While there’s no silver bullet here, there are a few best practices which make it easier to regain control over a domain under the control of a wayward (or simply unreachable) ex-employee. Those are:

  • Make sure the company name and address is listed as the Registrant, along with the name of an officer who is most likely to remain with the company. The tech savvy employee can be listed as administrator, to facilitate management of the domain without jeopardizing ownership.
  • Corporate web assets should be held in an account which is in the company’s name and paid for with a company credit card, and should be kept separate from other business or personal websites and domains.
  • Have an agreement in place making it clear that, upon termination of employment for any reason the domain name registrant and admin are to be changed to an officer of the company’s choosing. Ideally, this should be in a standalone agreement so you can provide it to the registrar without divulging hiring or salary information.
  • Make sure renewal notices and the like go to a generic e-mail address, ideally one which is monitored by more than one person, so that termination or resignation of an employee doesn’t result in a lapsed registration (although there are downsides to this as well).
  • Make sure someone other than the admin knows the password to the account (but be judicious, you also don’t want the password becoming generally known). For particularly active accounts, you may want to request a regular update confirming the password and listing all domain names along with expirations dates for the corporate account.
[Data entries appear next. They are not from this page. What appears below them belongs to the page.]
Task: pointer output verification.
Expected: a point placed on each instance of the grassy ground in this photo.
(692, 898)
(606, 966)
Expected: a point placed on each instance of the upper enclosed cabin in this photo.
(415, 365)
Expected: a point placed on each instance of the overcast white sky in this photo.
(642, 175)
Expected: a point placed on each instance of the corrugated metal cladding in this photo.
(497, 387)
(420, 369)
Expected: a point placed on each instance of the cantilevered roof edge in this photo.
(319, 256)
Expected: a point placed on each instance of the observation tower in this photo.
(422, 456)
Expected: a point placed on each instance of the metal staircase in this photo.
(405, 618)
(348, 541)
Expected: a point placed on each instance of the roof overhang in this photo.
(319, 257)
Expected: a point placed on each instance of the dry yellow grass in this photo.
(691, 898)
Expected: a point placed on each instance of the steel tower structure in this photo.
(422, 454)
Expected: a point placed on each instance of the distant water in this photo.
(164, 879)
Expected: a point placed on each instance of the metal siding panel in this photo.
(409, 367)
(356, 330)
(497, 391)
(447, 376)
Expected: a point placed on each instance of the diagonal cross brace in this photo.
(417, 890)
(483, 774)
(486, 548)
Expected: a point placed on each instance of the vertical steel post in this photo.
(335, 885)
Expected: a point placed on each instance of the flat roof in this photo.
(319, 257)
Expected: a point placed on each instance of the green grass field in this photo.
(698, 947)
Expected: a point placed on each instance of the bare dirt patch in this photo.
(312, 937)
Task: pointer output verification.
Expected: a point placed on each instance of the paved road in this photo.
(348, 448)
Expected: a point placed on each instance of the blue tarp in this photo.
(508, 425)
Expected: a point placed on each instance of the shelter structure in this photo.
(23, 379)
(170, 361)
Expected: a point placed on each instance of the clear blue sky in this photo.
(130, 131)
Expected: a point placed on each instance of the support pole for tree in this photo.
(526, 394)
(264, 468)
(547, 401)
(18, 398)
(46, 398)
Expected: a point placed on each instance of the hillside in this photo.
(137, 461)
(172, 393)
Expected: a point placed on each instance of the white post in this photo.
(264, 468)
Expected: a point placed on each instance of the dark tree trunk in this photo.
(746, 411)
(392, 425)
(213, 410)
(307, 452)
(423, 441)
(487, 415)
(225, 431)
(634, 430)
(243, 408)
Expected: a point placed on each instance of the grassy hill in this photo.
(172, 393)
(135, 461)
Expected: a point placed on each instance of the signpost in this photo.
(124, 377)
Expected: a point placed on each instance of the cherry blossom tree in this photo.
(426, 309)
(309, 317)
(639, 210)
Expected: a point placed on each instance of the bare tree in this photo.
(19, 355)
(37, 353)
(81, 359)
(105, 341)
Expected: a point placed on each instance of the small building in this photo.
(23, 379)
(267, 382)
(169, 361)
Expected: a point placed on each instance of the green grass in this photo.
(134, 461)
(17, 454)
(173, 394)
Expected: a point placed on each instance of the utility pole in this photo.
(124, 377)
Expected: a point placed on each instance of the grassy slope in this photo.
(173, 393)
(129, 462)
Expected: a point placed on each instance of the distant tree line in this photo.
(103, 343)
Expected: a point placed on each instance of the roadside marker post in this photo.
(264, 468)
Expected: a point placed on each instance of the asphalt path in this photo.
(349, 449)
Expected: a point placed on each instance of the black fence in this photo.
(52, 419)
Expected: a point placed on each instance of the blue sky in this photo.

  • Make sure all domains are registrar locked against transfer and deletion

The above isn’t foolproof, since a knowledgeable or well-placed employee can manage to retain control no matter what the circumstances, and given that registrars differ in how they handle requests relating to domain name ownership. Also, be aware that some of the above suggestions may have downsides as well, so consider what’s best for your organization when determine who has access to accounts and how.